'Hayatımın her anı yeni olaylar birikimiyle yüklü ve bu yeni olayların her biri kendi sonuçlarını beraberinde getiriyor; öyle ki ben yola çıktığım sıfır noktasına dönmek istedikçe ondan daha çok uzaklaşıyorum...'
Italo Calvino-Bir Kış Gecesi Eğer Bir Yolcu
Bilinmezliklerin içinde kaybolmuş gibiydim. Ne yapacağımı kime inanıp kime güveneceğimi bilemiyordum çünkü seçeneğim ya azdı ya da yoktu. . Etrafımda başımı yaslayabileceğim insanlar vardı elbet fakat sorun bendeydi. Kaçıp kendimi bir kutuya kilitlemek istiyordum. Sanki kaçınca her şey geçecekmiş gibi. Fakat her şey daha da berbat olacaktı, bunun bilincinde olmak beni korkutmaktan başka bir şey yapmıyordu.
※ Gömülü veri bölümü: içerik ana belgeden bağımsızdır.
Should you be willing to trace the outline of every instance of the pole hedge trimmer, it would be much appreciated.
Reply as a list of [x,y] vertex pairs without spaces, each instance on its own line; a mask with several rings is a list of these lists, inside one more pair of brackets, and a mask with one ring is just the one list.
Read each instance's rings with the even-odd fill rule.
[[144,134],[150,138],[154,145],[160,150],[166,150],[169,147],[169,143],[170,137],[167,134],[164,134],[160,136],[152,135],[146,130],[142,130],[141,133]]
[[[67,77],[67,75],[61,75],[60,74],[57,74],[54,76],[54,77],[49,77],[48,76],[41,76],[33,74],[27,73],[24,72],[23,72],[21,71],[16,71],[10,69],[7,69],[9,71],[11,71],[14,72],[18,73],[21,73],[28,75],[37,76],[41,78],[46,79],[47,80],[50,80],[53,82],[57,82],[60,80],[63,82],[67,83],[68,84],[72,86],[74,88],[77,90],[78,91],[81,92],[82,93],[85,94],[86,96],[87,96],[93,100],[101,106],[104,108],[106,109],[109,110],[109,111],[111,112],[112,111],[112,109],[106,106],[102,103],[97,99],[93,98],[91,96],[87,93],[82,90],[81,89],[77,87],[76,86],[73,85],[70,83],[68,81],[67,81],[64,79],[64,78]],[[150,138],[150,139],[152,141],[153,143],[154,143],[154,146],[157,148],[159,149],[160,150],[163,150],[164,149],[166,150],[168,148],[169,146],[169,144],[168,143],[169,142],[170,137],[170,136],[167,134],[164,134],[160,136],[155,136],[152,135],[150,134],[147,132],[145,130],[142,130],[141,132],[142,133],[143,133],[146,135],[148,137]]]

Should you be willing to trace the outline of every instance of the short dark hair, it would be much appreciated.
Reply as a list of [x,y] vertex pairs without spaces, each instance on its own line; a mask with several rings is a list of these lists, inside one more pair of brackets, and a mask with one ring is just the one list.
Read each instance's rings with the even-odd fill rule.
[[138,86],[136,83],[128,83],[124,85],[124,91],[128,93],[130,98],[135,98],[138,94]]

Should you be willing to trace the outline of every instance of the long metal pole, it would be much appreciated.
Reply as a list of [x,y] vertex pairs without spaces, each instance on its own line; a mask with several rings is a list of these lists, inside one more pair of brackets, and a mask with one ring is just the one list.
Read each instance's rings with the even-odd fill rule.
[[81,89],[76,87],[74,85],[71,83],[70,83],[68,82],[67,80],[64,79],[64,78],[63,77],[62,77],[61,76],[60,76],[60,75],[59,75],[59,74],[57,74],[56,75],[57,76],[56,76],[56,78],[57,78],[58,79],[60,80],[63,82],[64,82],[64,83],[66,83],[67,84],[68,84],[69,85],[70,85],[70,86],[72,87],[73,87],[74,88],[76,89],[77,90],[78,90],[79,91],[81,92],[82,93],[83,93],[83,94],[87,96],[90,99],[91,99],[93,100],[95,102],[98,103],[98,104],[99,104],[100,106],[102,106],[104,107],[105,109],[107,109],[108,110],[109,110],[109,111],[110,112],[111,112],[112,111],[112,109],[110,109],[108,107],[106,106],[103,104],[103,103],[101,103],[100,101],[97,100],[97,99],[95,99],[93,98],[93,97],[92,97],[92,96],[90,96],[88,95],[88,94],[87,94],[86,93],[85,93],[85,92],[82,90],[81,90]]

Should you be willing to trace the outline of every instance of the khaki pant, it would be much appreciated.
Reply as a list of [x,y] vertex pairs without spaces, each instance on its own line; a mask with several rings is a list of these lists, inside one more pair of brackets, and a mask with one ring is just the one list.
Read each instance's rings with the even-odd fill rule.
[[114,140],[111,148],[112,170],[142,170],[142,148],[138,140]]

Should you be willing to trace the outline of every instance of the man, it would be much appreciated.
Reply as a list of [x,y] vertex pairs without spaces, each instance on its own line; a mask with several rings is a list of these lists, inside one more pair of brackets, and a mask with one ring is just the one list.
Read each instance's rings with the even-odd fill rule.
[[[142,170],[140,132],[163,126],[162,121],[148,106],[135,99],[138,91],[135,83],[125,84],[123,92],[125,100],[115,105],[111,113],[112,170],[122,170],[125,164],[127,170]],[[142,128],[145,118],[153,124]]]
Cem, Miray, Patron ve hatta Ateş vardı. Ateş mi? O gerçekten yanımda mıydı yoksa bu tamamen benim kurgum muydu? Ona güveniyordum çünkü tek amacı bana yardım etmekti. Belki de bulunduğum boşluktan kaynaklanıyordu ona olan güvenim. Daha önce karşıma hiç çıkmamış sığınacak liman arıyordum. Kafamı dağıtmak belki de onla avutmak.
Ben fark etmesem de içimdeki ben ona değer vermeye başlamıştı. Onu başka bir yerden de tanıyordum fakat bir türlü çıkaramıyordum. Belki ona karşı bu kadar yakın hissetmem ondandı. Hem bana güven veriyordu hem de kendimi ona çok fazla yakın hissediyordum. Olmaması gerekiyordu ama öyleydi. Boşluktaydım ve yanımda sadece onu hissediyordum.
Bir yerden başlamam gerekiyordu. Ya dayım başlayacaktı ya da ben. Ondan önce davranmalıydım çünkü beni yakaladığı an öldürecekti. Annemin nerede olduğu hakkında hiçbir fikrim yoktu bile ve Patron, umarım dayımın beni öldürmesine izin vermezdi.
Peki ya şimdi ne yapacaktım? Kaçacak mıydım dayımdan, yoksa hayatta kalmak için savaşacak mıydım?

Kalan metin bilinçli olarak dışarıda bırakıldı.